A transparência é um dos mais valiosos pontos de equilíbrio e de referência nos desdobramentos de processos institucionais e no estabelecimento sadio de relações interpessoais. Em âmbito internacional, institucional, nos processos de controladoria e na prática das auditorias, fica claro o quanto é ouro a transparência. Comprometida a transparência, qual seja o nível, os prejuízos são enormes. Entre os maiores comprometimentos está a conduta pessoal não-transparente no manuseio de coisas, no estabelecimento dos relacionamentos e no exercício de responsabilidades. Trata-se de um comprometimento tão grave que não poupa nenhuma das instituições – políticas, governamentais, privadas ou religiosas – de grandes dificuldades, levando-as ao fracasso ou à incompetência no atendimento de seus propósitos, finalidades e missão.

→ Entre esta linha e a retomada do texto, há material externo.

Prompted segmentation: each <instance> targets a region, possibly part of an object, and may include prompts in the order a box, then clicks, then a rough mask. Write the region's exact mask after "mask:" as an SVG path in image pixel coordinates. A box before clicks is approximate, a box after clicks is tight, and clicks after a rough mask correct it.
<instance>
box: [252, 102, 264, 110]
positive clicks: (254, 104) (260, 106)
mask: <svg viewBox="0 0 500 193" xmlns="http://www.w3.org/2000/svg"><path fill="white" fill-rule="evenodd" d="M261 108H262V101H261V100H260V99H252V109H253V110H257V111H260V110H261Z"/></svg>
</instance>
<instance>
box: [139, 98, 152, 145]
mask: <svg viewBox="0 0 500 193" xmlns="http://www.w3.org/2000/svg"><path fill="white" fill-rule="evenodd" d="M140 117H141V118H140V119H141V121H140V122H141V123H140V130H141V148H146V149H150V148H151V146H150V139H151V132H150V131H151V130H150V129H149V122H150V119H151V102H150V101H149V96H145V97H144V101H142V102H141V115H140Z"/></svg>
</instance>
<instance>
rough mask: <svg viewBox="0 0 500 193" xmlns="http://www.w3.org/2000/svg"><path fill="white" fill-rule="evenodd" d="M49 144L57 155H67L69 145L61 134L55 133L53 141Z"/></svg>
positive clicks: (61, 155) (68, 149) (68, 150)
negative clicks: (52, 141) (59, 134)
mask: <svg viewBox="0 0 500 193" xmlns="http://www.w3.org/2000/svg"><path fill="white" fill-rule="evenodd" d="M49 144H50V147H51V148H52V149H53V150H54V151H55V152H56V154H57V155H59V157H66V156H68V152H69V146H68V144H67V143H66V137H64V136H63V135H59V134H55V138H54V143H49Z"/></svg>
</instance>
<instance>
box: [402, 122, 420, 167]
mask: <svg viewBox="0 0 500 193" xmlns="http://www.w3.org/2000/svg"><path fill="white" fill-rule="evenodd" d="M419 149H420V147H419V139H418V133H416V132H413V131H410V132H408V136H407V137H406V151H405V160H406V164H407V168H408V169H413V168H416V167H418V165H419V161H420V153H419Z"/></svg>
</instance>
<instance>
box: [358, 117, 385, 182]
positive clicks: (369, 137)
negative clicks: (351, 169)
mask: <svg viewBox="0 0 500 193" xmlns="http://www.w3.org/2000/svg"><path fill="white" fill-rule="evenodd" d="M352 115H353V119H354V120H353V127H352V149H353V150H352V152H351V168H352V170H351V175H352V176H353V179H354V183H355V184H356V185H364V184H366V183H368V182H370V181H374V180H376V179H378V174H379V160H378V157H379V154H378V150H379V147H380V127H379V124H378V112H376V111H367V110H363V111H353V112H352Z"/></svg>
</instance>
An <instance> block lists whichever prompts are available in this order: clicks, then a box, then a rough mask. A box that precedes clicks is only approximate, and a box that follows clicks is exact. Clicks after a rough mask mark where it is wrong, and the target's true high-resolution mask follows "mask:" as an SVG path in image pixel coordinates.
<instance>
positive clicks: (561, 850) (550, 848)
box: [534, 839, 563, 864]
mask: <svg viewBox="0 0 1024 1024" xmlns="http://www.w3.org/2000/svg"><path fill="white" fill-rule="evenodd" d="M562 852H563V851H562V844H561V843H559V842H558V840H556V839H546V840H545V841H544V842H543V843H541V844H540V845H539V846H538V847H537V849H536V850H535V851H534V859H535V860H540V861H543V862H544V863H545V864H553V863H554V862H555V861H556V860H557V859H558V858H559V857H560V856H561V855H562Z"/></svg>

Considerando-se a pessoa, sua autoridade, o desenvolvimento de seu potencial de liderança e o bem que pode fazer, tudo é proporcional à capacidade de ser transparente. No entanto, não é tão simples. O descartável da configuração contemporânea está temperando o desafio de ser transparente, aportando riscos sempre mais graves para o presente e futuro da sociedade e da humanidade. Há sempre um comprometimento da transparência, seja pela fluidez na personalidade, por comprometimentos na estrutura do próprio caráter, por conveniências e, mais grave, por perversidades que nascem do desejo de poder e do apego ao dinheiro.
É triste observar o que está se tornando configuração cultural pela prática da mentira. Esta tem sido um forte contraponto, minando a grandeza e a nobreza da transparência, qualidades estas que se conquistam com um permanente exercício e por meio de disciplina, que diariamente deve corrigir vícios e relativizações perigosas quanto à palavra pronunciada, ações efetivadas e sinceridade em todos os atos, sem deixar de considerar aqueles de menor monta social e política, os domésticos e rotineiros. A preciosidade da transparência é uma construção e uma conquista. Não é um produto pronto, disponível em lojas e supermercados. Seu lugar é a interioridade, a personalidade, o caráter, a capacidade de participar de processos com lisura e dignidade. O apóstolo Paulo, dirigindo-se em Carta aos Romanos, conhecedor deste desafio que aflige a humanidade e envenena o seu percurso, recomenda a sinceridade no amor: “O amor seja sincero. Detestai o mal, apegai-vos ao bem” (Rm 12,9). O amor sincero é apreço pela verdade.
Há um compromisso prioritário e irrenunciável que é não comprometer a verdade por uma visão interesseira ou adulterada. Há um poder, com o uso da palavra, que está ao alcance de todos. O controle mais eficaz é a própria consciência e o uso adequado da liberdade. É comum a adulteração da verdade no uso da palavra, quando se espalha uma leitura distorcida da realidade e se avalia de maneira estreitada uma circunstância ou uma conduta. Hoje, é sempre maior o risco de comprometimentos da verdade e, consequentemente, do amor sincero, em razão da necessidade de assegurar, nas questões maiores ou rotineiras, um voto para si, especialmente quando se trata de cuidar da própria imagem. Compreendeu-se que a tentativa de manipulação da verdade é mais rentável. Está sendo travada uma luta insana em se tratando da apropriação autoritária e uniforme da palavra. É uma clara pretensão de poder que precisa ser permanentemente desmontada sob pena de totalitarismos, manipulações e prejuízos grandes para a vida da humanidade.
A liberdade do uso da palavra tem recebido balizamentos nas legislações exatamente para que se tenha clareza a respeito dos limites e implicações do seu uso. Do contrário, as sociedades continuarão reféns dos poderosos, dos ditadores, dos iconoclastas e dos mentirosos. Por isso, toda consciência amante da verdade é chamada à dupla tarefa de vigilância e denúncia crítica. Este é um compromisso determinante da consciência cristã. Paulo apóstolo também recorda, escrevendo aos Gálatas, que ‘para a liberdade Cristo nos libertou’. É a liberdade da verdade que liberta e que põe o cristão em alerta diante de qualquer concessão ativa ou passiva à mentira.
Cada cidadão tem uma grande responsabilidade não só pela palavra contrária ao pensamento, mas também por todo poder da palavra – que não serve à verdade para maior comunhão na comunidade e no relacionamento cotidiano. O comprometimento da verdade, em qualquer circunstância ou grau, afeta o amor sincero que se deve a cada pessoa. Isto prejudica a própria dignidade, gerando degradação moral e pessoal. No exercício para a conquista da transparência ajuda um provérbio árabe: “Somos senhores das palavras que não pronunciamos, mas escravos das que nos escapam”.